Admittedly, we’re kinda scraping the barrel for possibly notable commentary as the sun sets on a lackluster week for equities.
But under the circumstances, it’s worth noting that headed into the close, the S&P was on track for its first three-day losing streak since December 24 (i.e., since the immediate aftermath of the December Fed meeting, Steve Mnuchin’s Hank Paulson impression and the Christmas Eve massacre). By the close, the index eked out a tiny (0.07%) gain, but you get the point (the chart below was from 3:45 in New York and I’m not changing it).
The risk-on euphoria catalyzed by the Fed’s pivot has given way to renewed trade concerns, global growth jitters and worries that Trump will ultimately force another government shutdown amid intense partisan bickering inside the Beltway, where Adam Schiff is moving aggressively forward with a reinvigorated Russia probe in the House and Democrats spent Friday grilling Acting Attorney General Matt Whitaker.
The threat of an executive order banning Chinese telecom equipment from U.S. wireless networks and news that Trump will not in fact meet with Xi ahead of the March deadline on the trade talks are adding to the market’s consternation.
Meanwhile, recession fears continue to mount, especially across the pond in light of the EC’s updated forecasts and serious doubts about the stability of the increasingly tenuous coalition government in Italy.
In a note dated Wednesday, SocGen’s Alain Bokobza reminds you that while “market expectations have evolved rapidly recently, medium-term scenarios of slowing global growth have not changed.” Indeed, the bank notes that “the second half of 2019 should be much more challenging for the US economy, and recession expectations remain well anchored for 2020.”
SocGen holds one of the more bearish views on the Street when it comes to equities in 2019. Their year-end S&P target is just 2400 and they’ve been one of the more vocal banks when it comes to the notion that a US recession is looming.

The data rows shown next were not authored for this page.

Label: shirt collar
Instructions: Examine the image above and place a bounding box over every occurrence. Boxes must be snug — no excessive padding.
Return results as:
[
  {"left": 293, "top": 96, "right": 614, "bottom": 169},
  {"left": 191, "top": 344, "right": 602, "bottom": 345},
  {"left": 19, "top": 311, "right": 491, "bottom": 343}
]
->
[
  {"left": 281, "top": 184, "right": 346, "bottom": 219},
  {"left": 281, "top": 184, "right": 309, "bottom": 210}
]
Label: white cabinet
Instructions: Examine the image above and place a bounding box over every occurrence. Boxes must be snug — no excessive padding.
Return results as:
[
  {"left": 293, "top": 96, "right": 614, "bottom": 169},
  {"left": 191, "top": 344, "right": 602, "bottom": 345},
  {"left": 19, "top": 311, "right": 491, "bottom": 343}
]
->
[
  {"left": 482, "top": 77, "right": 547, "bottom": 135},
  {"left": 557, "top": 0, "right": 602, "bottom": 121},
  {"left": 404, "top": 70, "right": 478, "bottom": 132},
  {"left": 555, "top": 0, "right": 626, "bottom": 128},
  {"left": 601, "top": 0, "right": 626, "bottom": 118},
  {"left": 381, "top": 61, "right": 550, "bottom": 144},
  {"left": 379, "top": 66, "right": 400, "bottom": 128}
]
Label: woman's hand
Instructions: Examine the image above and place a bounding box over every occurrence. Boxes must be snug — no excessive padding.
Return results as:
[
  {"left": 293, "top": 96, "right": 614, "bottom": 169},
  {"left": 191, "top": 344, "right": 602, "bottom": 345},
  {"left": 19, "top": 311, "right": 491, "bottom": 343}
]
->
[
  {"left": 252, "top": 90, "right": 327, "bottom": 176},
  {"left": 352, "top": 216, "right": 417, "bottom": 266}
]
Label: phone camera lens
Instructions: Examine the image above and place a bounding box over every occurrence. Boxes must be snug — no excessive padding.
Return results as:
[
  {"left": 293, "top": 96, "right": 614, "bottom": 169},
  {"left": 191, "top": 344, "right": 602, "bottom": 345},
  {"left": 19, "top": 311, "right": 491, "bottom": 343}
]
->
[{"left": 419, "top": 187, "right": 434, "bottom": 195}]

“The damage to economic momentum and earnings seems real”, the bank writes, in a separate note (albeit penned by the same Alain Bokobza), adding that “This time, easy monetary policy may lack the strength to turn the tide and avoid a recession.”
Questions about whether central banks will be able to engineer another miracle are top of mind for markets. We talked at length about “pushing on strings” early Friday.
But while SocGen thinks “the road ahead will be bumpy”, they also say “it’s too early to reduce risk for now” in light of a newly S&P-dependent Fed. Here’s what the bank calls “the five implications of the Fed reprising and a weaker USD environment”:
- The Fed en pause is an incentive to trade 10Y Treasuries between 2.50 and 2.80%.
- Gold is a buy.
- ‘Cheap’ EM assets shine after a challenging 2018.
- Peripheral bonds in the Euro Area and Corporate bonds may continue to benefit from inflows from core sovereign bonds
- Global equities continue to be supported by improved valuation
We’ve talked a ton this week about the prospects for the dollar (see here) following the Fed’s dovish shift. And indeed, this was the best week for the dollar index since August:
“Bears are losing out on the stronger relative growth overseas pillar”, Bloomberg’s Richard Breslow wrote Friday, on the way to delivering the following assessment:
Interest rate differentials are fairly meaningless if foreign rates are hovering at nothing. The Fed is on hold, which will always be a better place than central banks trapped by negative interest rates. The dollar index is now approaching resistance of 96.80 up to 97. What it does right here will be very interesting indeed.
Also “interesting” in this context is a note out Friday from Goldman.
“Interest rate differentials are an important predictor of exchange rate returns, but there has been a loose relationship between real rates and the Dollar since the end of the Bretton Woods system”, the bank writes, adding that their research “suggests the broad cyclical trajectory of an economy relative to its peers matters most for G10 exchange rate performance, and rate differentials can sometimes fail to exactly mirror broad cyclical trends.” So, exactly what Breslow said.
To support that contention, Goldman shows that “there have been long stretches where the broad Dollar and rate differentials drifted far apart—e.g., 1997-2004, 1990-1995, and 1980-1984.”
So, while rate diffs matter, they aren’t the sole predictor, which in turn means that a shrinking rates differential occasioned by the pricing out of further Fed hikes won’t necessarily be sufficient to make dollar bears “great again” (sorry).
Of course a weaker dollar is arguably key when it comes to the sustainability of the rally. If dollar strength resumes in earnest, you can kiss the recently resurgent reflation narrative goodbye.